Her major at Yale was English, but she continued to pursue theater. She learned photography and sculpture, earned a graduate degree in studio art, and traveled the world performing, and showing her work at galleries and museums. Film work came later.
“Holler Rat” was conceived originally as performance art. But after her divorce (from a “boarding school/Yale guy”), the loss of her apartment and her “breakup with New York,” Anya moved back to Connecticut.
Her life shifted. Writing became both a release, and a way to understand her 2 worlds. Examining both class and culture, Anya asked herself, “‘Why did this happen?’ I excavated my life.”
Growing up in Westport, she says, friends called her “Kentucky Fried Liftig.” But they did not know much about her life there. Anya never told them about the poverty and sadness in her mother’s family.
“In Westport I could be a nerdy, artsy smart kid,” she says.
But she also felt pressure. Her mother — like Robert, a teacher — had sacrificed so much. “There was unspoken pressure to be academically successful, to do her proud.”
Those summers in the holler were part fun, part strange.
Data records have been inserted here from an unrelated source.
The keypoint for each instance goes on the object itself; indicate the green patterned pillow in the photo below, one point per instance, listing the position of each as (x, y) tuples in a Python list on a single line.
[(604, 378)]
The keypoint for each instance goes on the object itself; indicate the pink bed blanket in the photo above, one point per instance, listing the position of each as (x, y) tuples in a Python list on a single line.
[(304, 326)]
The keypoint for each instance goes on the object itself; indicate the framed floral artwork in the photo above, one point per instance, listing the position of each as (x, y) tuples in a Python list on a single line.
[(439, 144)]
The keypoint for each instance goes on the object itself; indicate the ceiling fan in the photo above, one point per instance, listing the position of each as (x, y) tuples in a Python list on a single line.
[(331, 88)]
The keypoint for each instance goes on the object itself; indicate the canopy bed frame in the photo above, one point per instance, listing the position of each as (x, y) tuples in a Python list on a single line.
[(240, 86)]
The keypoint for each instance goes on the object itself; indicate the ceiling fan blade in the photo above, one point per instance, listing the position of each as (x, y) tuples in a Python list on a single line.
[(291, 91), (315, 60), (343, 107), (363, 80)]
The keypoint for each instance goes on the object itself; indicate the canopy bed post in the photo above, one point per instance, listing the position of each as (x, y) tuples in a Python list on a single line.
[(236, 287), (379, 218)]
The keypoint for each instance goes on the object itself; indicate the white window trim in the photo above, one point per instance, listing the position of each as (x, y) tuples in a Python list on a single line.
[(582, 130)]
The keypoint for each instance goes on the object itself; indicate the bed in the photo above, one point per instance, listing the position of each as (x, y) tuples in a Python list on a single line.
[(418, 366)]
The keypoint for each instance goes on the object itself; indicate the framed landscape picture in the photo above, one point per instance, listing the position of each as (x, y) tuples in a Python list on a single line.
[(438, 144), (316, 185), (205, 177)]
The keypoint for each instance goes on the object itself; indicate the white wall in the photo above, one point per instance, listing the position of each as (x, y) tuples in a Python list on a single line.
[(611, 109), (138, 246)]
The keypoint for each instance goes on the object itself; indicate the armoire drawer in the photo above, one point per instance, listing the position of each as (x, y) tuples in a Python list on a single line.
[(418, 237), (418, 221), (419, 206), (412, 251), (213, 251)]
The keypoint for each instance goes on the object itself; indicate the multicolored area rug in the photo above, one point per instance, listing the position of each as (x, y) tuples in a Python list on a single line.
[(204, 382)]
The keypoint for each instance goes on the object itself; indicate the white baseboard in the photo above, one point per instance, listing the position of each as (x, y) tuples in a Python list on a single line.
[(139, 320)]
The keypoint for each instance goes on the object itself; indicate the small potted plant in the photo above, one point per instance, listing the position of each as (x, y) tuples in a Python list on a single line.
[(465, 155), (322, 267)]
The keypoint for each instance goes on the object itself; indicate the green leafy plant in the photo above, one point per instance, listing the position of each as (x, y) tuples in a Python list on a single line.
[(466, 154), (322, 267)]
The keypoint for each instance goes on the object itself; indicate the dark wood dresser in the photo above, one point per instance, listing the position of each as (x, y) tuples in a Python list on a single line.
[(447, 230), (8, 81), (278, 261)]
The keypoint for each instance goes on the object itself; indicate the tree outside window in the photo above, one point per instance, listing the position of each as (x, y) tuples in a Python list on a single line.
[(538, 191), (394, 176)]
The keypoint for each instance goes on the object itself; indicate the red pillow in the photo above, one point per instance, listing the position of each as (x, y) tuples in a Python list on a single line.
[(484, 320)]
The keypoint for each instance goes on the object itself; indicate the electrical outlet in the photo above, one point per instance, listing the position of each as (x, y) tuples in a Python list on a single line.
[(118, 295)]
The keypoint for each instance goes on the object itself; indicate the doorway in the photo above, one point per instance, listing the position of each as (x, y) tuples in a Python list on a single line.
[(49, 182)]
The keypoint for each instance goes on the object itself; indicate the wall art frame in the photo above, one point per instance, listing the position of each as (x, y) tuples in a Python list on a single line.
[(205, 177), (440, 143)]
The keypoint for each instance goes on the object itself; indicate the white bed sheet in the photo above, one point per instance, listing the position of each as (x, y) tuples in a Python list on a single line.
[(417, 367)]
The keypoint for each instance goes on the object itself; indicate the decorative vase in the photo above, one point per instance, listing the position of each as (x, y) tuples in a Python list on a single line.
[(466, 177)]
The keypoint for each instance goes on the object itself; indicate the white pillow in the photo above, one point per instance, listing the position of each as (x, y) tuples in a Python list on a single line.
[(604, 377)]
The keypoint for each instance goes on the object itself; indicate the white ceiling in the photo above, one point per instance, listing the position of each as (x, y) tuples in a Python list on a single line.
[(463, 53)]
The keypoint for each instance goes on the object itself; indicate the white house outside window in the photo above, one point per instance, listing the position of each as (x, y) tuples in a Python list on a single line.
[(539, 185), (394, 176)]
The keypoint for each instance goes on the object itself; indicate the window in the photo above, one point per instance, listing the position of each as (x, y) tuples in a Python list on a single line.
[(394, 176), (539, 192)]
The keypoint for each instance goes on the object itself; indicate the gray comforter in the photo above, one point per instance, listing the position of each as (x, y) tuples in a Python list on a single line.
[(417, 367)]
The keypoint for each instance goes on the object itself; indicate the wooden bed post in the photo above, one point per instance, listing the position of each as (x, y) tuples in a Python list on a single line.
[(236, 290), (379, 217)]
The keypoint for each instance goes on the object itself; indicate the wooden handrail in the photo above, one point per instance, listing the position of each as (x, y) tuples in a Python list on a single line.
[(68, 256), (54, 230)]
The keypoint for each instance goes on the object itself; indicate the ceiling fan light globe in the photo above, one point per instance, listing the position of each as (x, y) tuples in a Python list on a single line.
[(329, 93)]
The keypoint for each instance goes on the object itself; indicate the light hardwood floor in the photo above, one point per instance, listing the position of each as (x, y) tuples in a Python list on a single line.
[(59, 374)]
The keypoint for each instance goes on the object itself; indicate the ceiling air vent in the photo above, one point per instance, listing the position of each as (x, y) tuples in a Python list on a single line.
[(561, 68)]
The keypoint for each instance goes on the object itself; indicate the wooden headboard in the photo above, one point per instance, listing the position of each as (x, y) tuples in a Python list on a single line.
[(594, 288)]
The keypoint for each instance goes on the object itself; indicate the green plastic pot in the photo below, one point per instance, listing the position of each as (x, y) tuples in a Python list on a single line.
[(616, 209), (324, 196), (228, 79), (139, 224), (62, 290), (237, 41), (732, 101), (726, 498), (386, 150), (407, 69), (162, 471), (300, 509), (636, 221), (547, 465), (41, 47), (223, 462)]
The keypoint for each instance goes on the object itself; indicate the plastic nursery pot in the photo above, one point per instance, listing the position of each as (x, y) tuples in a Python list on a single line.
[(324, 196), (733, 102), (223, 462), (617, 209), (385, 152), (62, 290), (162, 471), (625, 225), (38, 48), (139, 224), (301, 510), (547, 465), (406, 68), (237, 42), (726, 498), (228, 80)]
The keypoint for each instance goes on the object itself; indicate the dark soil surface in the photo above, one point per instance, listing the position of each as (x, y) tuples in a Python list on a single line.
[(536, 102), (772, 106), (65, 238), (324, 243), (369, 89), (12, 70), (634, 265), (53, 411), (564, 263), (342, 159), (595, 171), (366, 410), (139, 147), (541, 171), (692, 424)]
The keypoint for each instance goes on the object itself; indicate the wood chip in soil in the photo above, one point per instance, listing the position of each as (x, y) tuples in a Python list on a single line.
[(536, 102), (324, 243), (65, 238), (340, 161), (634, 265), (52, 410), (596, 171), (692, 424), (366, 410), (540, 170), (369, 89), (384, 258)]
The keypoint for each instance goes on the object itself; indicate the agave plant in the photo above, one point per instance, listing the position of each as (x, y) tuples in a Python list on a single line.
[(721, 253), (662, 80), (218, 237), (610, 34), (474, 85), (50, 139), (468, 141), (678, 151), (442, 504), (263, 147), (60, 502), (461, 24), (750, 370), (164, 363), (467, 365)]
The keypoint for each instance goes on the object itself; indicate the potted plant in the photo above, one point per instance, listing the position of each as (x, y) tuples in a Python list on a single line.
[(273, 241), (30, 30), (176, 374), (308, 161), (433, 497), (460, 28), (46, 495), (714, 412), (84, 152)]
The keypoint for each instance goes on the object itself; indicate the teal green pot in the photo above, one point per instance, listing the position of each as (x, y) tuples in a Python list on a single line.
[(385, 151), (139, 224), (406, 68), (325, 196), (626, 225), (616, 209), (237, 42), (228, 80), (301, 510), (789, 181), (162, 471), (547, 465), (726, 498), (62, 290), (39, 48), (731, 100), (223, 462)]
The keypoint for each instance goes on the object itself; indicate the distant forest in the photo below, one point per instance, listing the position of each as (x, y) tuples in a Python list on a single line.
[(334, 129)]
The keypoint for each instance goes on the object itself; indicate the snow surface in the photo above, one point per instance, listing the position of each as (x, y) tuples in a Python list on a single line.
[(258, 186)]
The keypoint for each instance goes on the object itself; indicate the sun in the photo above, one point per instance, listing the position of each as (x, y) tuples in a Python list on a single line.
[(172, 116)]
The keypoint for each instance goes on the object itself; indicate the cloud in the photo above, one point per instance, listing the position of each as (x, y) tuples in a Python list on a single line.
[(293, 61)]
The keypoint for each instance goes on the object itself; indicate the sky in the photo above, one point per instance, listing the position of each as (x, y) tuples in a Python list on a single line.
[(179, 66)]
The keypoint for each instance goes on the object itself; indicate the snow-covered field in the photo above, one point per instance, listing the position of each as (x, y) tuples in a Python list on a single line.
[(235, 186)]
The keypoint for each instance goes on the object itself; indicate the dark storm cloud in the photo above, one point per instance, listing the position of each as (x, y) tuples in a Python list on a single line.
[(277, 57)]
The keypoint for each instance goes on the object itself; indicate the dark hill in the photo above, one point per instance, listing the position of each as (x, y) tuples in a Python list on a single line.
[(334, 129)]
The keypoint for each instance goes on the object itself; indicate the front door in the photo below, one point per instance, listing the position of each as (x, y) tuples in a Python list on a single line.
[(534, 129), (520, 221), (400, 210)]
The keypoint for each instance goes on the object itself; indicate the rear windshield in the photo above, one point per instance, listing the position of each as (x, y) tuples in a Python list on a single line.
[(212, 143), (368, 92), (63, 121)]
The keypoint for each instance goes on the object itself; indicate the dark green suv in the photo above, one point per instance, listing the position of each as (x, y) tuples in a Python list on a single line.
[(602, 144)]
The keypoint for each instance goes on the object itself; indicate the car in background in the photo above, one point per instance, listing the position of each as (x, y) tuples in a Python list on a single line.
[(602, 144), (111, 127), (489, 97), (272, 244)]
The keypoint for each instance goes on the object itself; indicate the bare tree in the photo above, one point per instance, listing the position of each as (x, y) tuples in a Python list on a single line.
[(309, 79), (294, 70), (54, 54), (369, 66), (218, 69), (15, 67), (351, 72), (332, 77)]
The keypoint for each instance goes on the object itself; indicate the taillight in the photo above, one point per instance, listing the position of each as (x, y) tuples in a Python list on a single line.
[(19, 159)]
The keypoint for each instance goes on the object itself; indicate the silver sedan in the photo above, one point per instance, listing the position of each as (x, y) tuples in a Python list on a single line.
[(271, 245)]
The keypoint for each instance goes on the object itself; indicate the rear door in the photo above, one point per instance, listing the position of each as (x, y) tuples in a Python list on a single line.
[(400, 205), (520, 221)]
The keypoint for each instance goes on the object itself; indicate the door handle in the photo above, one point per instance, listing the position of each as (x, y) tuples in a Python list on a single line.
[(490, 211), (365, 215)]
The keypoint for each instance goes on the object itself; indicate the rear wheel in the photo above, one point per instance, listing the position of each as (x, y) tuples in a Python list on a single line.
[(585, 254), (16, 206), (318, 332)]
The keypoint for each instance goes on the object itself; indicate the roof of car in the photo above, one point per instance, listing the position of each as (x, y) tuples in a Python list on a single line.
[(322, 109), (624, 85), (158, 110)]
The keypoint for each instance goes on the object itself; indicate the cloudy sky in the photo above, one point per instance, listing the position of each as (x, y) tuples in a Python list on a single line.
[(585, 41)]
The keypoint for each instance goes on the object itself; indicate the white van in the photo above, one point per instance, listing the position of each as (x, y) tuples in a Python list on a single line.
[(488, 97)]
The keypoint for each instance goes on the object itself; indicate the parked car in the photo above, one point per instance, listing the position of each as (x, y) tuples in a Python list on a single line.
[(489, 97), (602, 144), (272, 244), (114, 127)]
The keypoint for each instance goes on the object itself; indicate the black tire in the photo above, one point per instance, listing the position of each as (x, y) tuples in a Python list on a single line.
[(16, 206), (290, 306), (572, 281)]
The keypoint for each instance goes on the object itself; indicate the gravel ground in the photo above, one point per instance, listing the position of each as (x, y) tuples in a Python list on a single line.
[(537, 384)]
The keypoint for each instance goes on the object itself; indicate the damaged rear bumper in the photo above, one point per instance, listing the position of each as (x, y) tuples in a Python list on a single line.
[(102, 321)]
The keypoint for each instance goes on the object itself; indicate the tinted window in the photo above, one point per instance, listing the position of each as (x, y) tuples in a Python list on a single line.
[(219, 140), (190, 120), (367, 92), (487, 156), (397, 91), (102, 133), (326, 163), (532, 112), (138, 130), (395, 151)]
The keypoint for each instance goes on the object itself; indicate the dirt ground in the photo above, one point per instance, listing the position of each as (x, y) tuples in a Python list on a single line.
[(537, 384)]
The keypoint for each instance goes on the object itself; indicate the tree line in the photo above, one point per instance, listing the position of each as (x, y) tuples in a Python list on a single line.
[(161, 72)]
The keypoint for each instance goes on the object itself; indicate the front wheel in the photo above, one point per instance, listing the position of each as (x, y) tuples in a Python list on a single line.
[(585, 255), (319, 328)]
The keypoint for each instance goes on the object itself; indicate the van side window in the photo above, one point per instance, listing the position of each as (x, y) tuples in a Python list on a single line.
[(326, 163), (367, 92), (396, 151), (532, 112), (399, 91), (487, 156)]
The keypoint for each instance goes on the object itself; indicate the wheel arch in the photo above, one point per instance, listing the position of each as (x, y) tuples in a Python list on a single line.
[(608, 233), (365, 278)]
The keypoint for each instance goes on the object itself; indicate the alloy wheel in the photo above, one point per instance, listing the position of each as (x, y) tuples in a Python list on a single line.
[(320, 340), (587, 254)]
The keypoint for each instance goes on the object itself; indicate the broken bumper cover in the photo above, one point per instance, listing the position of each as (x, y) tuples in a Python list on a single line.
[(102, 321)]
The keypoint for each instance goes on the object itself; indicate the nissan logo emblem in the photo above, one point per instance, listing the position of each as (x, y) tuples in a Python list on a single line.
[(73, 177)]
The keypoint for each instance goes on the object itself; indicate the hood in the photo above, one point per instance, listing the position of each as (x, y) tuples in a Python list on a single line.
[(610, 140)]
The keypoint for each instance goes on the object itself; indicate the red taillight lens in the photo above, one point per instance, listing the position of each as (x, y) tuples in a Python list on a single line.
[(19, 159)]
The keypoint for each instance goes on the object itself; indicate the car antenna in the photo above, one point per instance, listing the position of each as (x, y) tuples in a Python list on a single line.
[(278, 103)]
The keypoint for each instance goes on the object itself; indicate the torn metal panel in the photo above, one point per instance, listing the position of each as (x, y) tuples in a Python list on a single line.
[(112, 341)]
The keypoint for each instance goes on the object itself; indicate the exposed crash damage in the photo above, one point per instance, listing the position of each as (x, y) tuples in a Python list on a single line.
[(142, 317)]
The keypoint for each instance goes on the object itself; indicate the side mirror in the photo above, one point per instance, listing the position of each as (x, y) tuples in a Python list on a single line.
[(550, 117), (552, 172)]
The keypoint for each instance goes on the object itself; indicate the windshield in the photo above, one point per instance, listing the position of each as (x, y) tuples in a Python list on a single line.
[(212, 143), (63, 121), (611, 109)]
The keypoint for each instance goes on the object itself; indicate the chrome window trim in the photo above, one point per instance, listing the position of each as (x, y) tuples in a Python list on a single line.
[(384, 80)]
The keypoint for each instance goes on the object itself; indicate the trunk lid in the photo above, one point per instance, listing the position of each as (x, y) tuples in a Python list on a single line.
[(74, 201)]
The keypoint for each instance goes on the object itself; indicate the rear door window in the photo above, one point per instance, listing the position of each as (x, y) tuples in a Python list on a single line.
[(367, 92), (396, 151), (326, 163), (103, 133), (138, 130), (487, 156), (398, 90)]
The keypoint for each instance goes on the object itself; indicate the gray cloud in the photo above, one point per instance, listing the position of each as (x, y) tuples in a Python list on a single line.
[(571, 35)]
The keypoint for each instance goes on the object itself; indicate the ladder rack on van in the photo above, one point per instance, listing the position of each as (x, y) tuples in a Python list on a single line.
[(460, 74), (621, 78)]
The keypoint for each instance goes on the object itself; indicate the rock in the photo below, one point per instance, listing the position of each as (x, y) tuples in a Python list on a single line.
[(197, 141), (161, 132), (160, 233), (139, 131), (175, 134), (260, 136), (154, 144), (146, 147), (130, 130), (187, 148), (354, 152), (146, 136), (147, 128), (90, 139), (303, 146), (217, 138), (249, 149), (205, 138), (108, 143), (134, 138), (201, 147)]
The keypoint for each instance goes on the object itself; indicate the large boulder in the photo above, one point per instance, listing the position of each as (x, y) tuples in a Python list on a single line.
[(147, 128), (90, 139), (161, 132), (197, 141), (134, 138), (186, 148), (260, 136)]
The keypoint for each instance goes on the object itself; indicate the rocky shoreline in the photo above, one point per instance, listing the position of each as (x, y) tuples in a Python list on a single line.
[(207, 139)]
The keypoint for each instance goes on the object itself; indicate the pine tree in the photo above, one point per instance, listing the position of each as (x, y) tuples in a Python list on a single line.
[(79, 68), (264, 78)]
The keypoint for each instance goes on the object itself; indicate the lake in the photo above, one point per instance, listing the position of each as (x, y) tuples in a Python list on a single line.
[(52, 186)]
Her mother’s family accepted her father “as best as they could.”
Robert, meanwhile — a very outgoing man — was fascinated by bluegrass music and mountain culture.
“There was never a feeling of ‘here comes the Yankee to steal our Southern belle,'” Anya says. “It was more like oddballs meeting oddballs.”
Robert brought his bagpipes to Kentucky. “That’s his personality,” Any notes. “He was willing to make himself vulnerable. They let him in as much as they could.”
Her father’s scholarly interests in books, history and ancestry were seen as “silly eccentricities.” It took a long time for Anya to figure out those family dynamics.
Along the way, there were “uncomfortable moments. Things were said — not maliciously, but they were said.”
In college, Anya kept kosher. In Kentucky, her grandmother served bacon and sausage for breakfast.
The juxtapositions that had begun years earlier — when Anya’s friends went off to camp, and she headed to the holler — continued.
Soon, we can all read about those confusing, odd years, when Anya had her dancing feet planted in 2 different worlds.
And what it all means to, and for, her today.